Homework 7 Solutions

hw07.zip

Solution Files

You can find the solutions in hw07.scm.

Scheme is a famous functional programming language from the 1970s. It is a dialect of Lisp (which stands for LISt Processing). The first observation most people make is the unique syntax, which uses a prefix notation and (often many) nested parentheses (see http://xkcd.com/297/). Scheme features first-class functions and optimized tail-recursion, which were relatively new features at the time.

You may find it useful to try code.cs61a.org/scheme when working through problems, as it can draw environment and box-and-pointer diagrams and it lets you walk your code step-by-step (similar to Python Tutor). Don't forget to submit your code through Ok though!

Scheme Editor

You can write your code by either opening the designated .scm file in your text editor, or by typing directly in the Scheme Editor, which can also be useful for debugging. To run this editor, run python3 editor. This should pop up a window in your browser; if it does not, please navigate to localhost:31415 while python3 editor is still running and you should see it. If you choose to code directly in the Scheme Editor, don't forget to save your work before running Ok tests and before closing the editor. To stop running the editor and return to the command line, type Ctrl-C.

Make sure to run python3 ok in a separate tab or window so that the editor keeps running.

If you find that your code works in the online editor but not in your own interpreter, it's possible you have a bug in your code from an earlier part that you'll have to track down. Every once in a while there's a bug that our tests don't catch, and if you find one you should let us know!

Required Questions

Getting Started Videos

These videos may provide some helpful direction for tackling the coding problems on this assignment.

To see these videos, you should be logged into your berkeley.edu email.

YouTube link

Q1: Thane of Cadr

Define the procedures cadr and caddr, which return the second and third elements of a list, respectively. If you would like a quick refresher on Scheme syntax consider looking at the Scheme Specification and Scheme Built-in Procedure Reference (and the Lab 10 Scheme Refresher when it's released).

(define (cddr s)
  (cdr (cdr s)))

(define (cadr s)
  (car (cdr s)))

(define (caddr s)
  (car (cddr s))
)

Following the given example of cddr, defining cadr and caddr should be fairly straightforward.

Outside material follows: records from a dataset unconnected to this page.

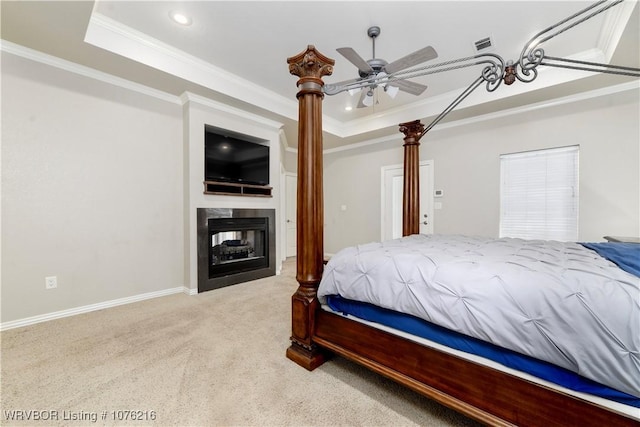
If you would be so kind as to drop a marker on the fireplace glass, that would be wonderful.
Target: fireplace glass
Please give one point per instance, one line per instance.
(237, 245)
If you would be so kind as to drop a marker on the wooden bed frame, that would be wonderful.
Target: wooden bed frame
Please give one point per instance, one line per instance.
(485, 394)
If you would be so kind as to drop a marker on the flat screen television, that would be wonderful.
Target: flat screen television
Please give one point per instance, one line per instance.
(234, 158)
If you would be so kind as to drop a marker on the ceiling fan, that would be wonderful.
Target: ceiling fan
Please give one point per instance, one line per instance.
(379, 68)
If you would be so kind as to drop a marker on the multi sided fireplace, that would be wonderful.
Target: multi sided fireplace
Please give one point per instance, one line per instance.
(234, 246)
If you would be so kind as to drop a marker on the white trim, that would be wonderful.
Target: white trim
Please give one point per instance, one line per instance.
(93, 307)
(113, 36)
(615, 21)
(383, 195)
(219, 106)
(72, 67)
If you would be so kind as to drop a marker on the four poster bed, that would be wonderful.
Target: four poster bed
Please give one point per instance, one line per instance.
(479, 388)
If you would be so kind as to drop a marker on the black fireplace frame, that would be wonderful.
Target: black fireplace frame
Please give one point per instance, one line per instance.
(207, 283)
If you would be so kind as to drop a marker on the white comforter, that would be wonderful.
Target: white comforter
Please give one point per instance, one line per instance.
(559, 302)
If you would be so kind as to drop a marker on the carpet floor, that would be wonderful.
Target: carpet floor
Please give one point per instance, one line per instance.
(214, 359)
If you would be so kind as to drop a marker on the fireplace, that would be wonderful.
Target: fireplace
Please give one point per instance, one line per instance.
(234, 246)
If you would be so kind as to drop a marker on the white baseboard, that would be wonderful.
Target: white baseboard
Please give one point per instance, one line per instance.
(93, 307)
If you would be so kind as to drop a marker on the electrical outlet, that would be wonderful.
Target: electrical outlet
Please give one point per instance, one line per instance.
(51, 282)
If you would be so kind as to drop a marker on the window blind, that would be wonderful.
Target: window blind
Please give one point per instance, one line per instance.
(539, 194)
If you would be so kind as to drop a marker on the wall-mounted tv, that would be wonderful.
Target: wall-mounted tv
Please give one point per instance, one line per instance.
(231, 157)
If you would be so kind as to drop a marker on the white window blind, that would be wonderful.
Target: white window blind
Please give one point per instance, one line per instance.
(539, 194)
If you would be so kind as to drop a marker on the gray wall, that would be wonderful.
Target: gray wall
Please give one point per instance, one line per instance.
(91, 191)
(466, 164)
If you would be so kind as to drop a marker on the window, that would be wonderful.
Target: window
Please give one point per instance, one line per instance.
(539, 194)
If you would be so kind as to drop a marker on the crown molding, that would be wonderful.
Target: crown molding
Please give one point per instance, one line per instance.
(615, 21)
(72, 67)
(115, 37)
(188, 97)
(596, 93)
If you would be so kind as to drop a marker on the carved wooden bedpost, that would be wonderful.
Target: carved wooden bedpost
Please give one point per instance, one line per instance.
(411, 189)
(310, 66)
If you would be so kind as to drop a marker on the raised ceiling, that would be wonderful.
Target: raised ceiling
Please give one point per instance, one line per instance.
(235, 51)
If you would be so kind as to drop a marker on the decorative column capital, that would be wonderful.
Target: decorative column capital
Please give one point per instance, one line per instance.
(310, 66)
(412, 132)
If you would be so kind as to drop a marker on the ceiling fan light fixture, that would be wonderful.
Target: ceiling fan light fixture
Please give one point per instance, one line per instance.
(392, 91)
(367, 101)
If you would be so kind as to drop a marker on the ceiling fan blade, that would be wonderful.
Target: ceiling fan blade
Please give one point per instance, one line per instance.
(355, 59)
(418, 57)
(409, 86)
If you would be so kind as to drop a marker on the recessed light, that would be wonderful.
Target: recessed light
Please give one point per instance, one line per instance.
(180, 18)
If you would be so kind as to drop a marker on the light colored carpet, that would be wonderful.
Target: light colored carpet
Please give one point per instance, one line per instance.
(215, 359)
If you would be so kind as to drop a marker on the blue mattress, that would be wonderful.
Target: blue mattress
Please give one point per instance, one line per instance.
(415, 326)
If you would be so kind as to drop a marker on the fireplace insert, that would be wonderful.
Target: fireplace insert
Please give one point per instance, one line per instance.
(234, 246)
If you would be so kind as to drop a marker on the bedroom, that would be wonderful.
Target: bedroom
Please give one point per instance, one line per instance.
(81, 187)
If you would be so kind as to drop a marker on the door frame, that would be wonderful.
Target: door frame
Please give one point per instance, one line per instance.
(426, 191)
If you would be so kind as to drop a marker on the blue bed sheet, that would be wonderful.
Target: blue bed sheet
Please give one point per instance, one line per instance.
(624, 255)
(435, 333)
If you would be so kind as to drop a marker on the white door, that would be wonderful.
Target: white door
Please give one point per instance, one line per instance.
(291, 188)
(392, 187)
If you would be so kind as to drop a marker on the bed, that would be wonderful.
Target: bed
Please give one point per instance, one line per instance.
(472, 384)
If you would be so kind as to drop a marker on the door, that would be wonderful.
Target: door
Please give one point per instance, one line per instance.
(392, 188)
(291, 188)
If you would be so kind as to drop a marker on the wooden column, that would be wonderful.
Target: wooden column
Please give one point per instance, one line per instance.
(310, 66)
(411, 188)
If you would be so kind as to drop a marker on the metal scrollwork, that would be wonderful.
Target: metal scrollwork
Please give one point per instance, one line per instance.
(495, 70)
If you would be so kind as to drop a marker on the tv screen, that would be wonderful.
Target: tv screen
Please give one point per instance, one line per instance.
(233, 158)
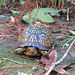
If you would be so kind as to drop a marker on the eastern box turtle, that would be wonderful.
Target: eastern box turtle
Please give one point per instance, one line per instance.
(36, 39)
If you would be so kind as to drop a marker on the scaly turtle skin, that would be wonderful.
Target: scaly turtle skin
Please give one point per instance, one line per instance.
(36, 39)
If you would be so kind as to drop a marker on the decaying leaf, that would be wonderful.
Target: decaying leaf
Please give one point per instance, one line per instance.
(71, 31)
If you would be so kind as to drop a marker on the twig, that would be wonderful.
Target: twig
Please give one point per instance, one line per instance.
(60, 60)
(65, 53)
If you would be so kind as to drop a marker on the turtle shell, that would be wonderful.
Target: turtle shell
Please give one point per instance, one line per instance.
(37, 35)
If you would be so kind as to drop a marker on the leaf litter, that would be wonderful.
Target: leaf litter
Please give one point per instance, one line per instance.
(12, 28)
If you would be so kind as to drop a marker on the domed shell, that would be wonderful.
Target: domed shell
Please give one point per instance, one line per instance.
(36, 35)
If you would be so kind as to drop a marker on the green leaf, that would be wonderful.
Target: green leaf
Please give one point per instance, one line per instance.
(71, 31)
(22, 2)
(41, 14)
(15, 12)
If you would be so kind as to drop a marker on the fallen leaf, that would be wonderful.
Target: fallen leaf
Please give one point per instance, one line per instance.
(49, 58)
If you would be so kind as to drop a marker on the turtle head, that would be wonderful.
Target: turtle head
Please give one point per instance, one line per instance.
(19, 50)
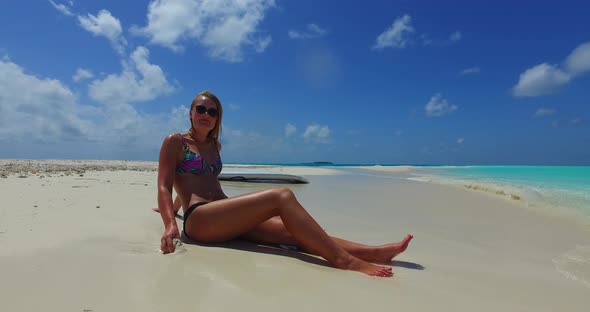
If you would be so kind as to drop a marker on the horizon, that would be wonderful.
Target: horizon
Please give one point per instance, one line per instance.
(411, 82)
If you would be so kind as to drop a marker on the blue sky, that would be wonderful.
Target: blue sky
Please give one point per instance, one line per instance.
(390, 82)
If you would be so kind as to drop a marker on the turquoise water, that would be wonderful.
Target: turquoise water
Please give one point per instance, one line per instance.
(566, 187)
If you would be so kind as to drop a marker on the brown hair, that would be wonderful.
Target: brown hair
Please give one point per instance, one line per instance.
(215, 132)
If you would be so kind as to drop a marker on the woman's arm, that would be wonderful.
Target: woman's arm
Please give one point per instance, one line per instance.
(166, 169)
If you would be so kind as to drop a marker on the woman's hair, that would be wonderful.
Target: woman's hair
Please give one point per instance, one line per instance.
(215, 132)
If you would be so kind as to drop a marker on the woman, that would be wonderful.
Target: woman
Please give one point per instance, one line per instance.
(191, 163)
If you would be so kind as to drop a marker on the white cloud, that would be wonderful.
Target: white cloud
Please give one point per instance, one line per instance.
(105, 25)
(469, 71)
(456, 36)
(82, 74)
(438, 106)
(62, 8)
(290, 129)
(397, 35)
(539, 80)
(542, 112)
(545, 78)
(317, 133)
(578, 61)
(127, 87)
(38, 108)
(311, 31)
(225, 27)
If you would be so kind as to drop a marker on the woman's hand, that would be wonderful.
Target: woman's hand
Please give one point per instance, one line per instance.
(167, 243)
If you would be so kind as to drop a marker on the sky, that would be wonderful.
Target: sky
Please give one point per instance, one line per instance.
(371, 82)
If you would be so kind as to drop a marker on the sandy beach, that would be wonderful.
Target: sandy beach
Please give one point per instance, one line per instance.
(80, 236)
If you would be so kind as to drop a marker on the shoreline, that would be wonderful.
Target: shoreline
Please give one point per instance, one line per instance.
(467, 245)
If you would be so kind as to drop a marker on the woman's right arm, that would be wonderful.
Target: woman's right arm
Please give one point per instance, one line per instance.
(169, 157)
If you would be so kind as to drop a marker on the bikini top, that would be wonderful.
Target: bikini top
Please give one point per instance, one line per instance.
(195, 164)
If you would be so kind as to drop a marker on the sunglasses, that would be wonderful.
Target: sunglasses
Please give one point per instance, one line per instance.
(200, 109)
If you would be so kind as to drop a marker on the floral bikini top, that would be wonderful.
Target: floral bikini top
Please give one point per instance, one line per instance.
(195, 164)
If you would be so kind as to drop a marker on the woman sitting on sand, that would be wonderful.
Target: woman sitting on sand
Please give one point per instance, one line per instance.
(191, 163)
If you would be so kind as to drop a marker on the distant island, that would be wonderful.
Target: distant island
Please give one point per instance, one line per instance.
(319, 163)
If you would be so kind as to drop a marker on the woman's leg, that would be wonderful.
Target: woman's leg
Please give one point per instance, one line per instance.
(273, 231)
(229, 218)
(176, 205)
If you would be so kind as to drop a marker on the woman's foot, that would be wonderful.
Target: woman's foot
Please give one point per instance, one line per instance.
(385, 253)
(354, 264)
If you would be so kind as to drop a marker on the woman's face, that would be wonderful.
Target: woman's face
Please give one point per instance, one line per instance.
(201, 114)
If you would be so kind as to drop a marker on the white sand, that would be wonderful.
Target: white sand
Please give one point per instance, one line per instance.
(76, 243)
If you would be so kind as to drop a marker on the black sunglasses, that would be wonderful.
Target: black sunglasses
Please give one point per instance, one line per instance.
(200, 109)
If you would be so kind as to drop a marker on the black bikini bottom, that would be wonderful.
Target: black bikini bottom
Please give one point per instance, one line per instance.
(188, 213)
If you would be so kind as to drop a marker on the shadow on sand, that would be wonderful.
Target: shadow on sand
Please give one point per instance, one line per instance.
(284, 251)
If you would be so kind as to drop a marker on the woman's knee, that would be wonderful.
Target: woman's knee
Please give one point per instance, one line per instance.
(283, 195)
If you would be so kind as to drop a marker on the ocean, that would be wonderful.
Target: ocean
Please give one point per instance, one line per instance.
(563, 189)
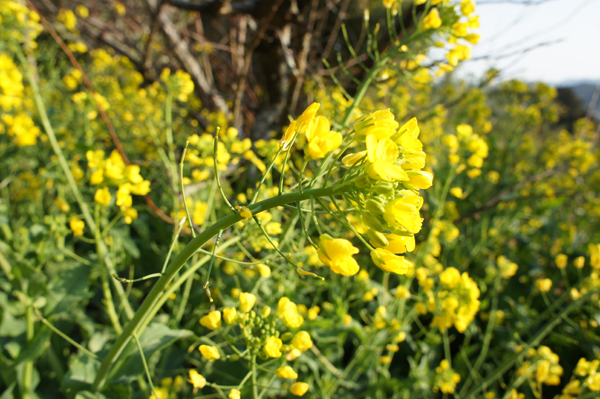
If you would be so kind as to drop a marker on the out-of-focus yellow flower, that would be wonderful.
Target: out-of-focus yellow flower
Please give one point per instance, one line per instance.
(337, 254)
(209, 352)
(456, 192)
(247, 301)
(286, 372)
(230, 316)
(432, 20)
(544, 284)
(561, 261)
(197, 380)
(102, 196)
(77, 226)
(299, 388)
(302, 341)
(212, 320)
(273, 346)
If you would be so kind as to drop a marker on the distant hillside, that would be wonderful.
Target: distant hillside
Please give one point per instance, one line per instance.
(584, 92)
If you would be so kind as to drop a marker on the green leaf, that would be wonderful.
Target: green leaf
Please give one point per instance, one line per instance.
(81, 374)
(67, 288)
(155, 338)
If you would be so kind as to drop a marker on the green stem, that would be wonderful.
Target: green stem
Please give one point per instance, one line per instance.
(187, 210)
(161, 284)
(254, 387)
(67, 171)
(28, 368)
(110, 305)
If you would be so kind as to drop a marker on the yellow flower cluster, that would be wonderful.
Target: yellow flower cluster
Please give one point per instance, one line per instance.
(113, 172)
(541, 365)
(454, 303)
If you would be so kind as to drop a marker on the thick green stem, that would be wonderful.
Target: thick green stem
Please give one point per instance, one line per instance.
(28, 368)
(159, 287)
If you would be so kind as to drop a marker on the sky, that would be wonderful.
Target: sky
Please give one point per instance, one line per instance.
(568, 29)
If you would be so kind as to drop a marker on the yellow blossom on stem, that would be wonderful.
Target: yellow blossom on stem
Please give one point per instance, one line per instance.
(212, 320)
(299, 388)
(77, 226)
(389, 262)
(102, 196)
(197, 380)
(209, 352)
(432, 20)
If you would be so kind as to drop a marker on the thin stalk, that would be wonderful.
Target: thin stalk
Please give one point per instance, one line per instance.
(63, 335)
(108, 302)
(146, 308)
(187, 210)
(145, 365)
(67, 171)
(28, 368)
(265, 176)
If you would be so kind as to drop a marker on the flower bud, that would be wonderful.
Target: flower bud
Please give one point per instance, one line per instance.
(377, 238)
(372, 222)
(375, 206)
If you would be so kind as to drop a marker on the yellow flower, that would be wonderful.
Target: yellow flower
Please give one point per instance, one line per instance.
(544, 284)
(407, 137)
(389, 262)
(302, 341)
(561, 261)
(77, 226)
(273, 346)
(403, 212)
(230, 316)
(197, 380)
(102, 196)
(456, 192)
(244, 212)
(286, 372)
(380, 124)
(337, 254)
(212, 320)
(467, 7)
(209, 352)
(299, 388)
(382, 155)
(247, 301)
(432, 20)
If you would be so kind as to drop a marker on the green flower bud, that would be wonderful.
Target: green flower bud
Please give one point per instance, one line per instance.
(372, 222)
(375, 206)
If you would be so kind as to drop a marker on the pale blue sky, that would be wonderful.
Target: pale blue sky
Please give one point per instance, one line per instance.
(508, 28)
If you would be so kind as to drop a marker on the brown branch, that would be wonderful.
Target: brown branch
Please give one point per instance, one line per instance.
(109, 126)
(498, 198)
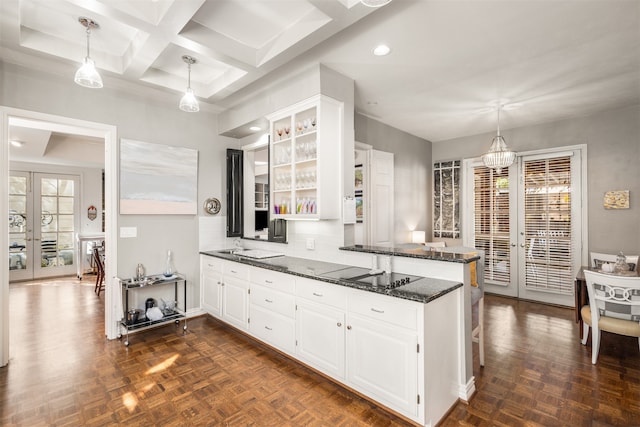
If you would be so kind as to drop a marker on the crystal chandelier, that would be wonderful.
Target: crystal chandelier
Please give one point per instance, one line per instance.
(87, 75)
(499, 156)
(189, 103)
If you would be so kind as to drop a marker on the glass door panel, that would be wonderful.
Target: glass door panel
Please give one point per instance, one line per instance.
(20, 229)
(56, 208)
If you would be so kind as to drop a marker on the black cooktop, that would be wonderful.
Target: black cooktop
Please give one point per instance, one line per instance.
(387, 281)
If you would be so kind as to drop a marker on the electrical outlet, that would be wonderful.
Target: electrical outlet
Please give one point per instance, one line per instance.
(311, 243)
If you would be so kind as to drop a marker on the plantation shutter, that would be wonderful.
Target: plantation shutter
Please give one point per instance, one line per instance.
(491, 222)
(547, 204)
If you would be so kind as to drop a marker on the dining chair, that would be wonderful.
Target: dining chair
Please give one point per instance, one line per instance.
(597, 259)
(614, 306)
(97, 257)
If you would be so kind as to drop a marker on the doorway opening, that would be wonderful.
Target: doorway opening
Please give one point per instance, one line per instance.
(39, 122)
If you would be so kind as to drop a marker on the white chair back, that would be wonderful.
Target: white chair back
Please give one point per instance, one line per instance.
(597, 259)
(613, 296)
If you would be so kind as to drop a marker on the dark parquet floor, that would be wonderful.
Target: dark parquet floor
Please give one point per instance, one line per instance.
(63, 372)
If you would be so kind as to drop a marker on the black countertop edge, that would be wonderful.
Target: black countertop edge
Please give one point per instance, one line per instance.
(420, 253)
(422, 291)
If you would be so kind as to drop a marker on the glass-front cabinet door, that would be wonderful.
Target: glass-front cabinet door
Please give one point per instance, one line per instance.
(305, 160)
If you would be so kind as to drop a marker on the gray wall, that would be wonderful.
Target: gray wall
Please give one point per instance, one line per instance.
(613, 156)
(140, 117)
(413, 178)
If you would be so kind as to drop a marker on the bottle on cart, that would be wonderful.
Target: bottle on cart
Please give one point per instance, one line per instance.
(168, 269)
(139, 271)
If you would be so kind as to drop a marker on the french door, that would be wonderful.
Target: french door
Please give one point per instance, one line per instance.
(528, 219)
(43, 219)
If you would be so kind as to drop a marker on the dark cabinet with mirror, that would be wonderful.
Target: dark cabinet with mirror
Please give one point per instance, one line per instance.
(236, 186)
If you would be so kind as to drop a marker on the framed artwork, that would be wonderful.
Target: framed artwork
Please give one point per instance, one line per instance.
(616, 199)
(157, 179)
(358, 181)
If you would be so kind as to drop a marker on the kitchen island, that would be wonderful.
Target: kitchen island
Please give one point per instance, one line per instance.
(393, 338)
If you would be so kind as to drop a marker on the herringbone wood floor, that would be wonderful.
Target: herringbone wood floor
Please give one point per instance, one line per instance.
(63, 372)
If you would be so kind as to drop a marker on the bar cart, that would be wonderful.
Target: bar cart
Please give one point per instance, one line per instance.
(173, 314)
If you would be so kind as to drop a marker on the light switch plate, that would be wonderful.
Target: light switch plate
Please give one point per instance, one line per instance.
(128, 232)
(311, 243)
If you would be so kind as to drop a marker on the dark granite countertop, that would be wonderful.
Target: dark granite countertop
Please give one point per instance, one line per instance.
(421, 289)
(422, 252)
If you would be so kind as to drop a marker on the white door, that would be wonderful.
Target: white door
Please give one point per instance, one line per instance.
(528, 219)
(549, 224)
(380, 201)
(20, 226)
(56, 206)
(42, 225)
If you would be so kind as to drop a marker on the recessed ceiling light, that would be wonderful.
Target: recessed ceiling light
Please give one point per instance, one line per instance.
(381, 50)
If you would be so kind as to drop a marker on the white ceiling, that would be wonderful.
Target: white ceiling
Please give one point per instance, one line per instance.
(449, 58)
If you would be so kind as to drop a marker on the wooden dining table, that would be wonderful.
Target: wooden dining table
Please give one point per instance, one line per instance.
(581, 294)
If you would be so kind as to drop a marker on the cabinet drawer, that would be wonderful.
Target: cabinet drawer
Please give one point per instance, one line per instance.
(273, 279)
(234, 269)
(211, 263)
(384, 308)
(273, 329)
(273, 300)
(322, 292)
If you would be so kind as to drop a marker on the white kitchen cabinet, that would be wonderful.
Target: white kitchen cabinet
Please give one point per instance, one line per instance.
(306, 142)
(320, 337)
(320, 313)
(211, 284)
(382, 350)
(235, 292)
(272, 309)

Just for fun, if this were a Python linked list question instead, the solution might look something like this:

cadr = lambda l: l.rest.first
caddr = lambda l: l.rest.rest.first

Use Ok to unlock and test your code:

python3 ok -q cadr-caddr -u
python3 ok -q cadr-caddr

Q2: Ascending

Implement a procedure called ascending?, which takes a list of numbers asc-lst and returns True if the numbers are in nondescending order, and False otherwise. Numbers are considered nondescending if each subsequent number is either larger or equal to the previous, that is:

1 2 3 3 4

Is nondescending, but:

1 2 3 3 2

Is not.

Hint: The built-in null? function returns whether its argument is nil.

Note: The question mark in ascending? is just part of the function name and has no special meaning in terms of Scheme syntax. It is a common practice in Scheme to name a function with a question mark at the end if the function returns a boolean value indicating whether or not a condition is satisfied. For instance, ascending? is a function that essentially asks "Is the argument in ascending order?", null? is a function that asks "Is the argument nil?", even? asks "Is the argument even?", etc.

(define (ascending? asc-lst)
  (if (or (null? asc-lst) (null? (cdr asc-lst)))
      #t
      (and (<= (car asc-lst) (car (cdr asc-lst))) (ascending? (cdr asc-lst))))
)

We approach this much like a standard Python linked list problem.

The base case is where asc-lst has zero or one items. Trivially, this is in order.
Otherwise we check if the first element is in order -- that is, if it's smaller than the second element. If it's not, then the list is out of order. Otherwise, we check if the rest of asc-lst is in order.

You should verify for yourself that a Python implementation of this for linked lists is similar.

Use Ok to unlock and test your code:

python3 ok -q ascending -u
python3 ok -q ascending

Q3: Pow

Implement a procedure pow for raising the number base to the power of a nonnegative integer exp for which the number of operations grows logarithmically, rather than linearly (the number of recursive calls should be much smaller than the input exp). For example, for (pow 2 32) should take 5 recursive calls rather than 32 recursive calls. Similarly, (pow 2 64) should take 6 recursive calls.

Hint: Consider the following observations:

x^2y = (x^y)²

x^2y+1 = x(x^y)²

For example we see that 2³² is (2¹⁶)², 2¹⁶ is (2⁸)², etc. You may use the built-in predicates even? and odd?. Scheme doesn't support iteration in the same manner as Python, so consider another way to solve this problem.

(define (square n) (* n n))

(define (pow base exp)
  (cond ((= exp 0) 1)
        ((even? exp) (square (pow base (/ exp 2))))
        (else (* base (pow base (- exp 1)))))
)

Use Ok to unlock and test your code:

python3 ok -q pow -u
python3 ok -q pow

The else clause shows the basic recursive version of pow that we've seen before in class.

We save time in computation by avoiding an extra n/2 multiplications of the base. Instead, we just square the result of base^(exp/2).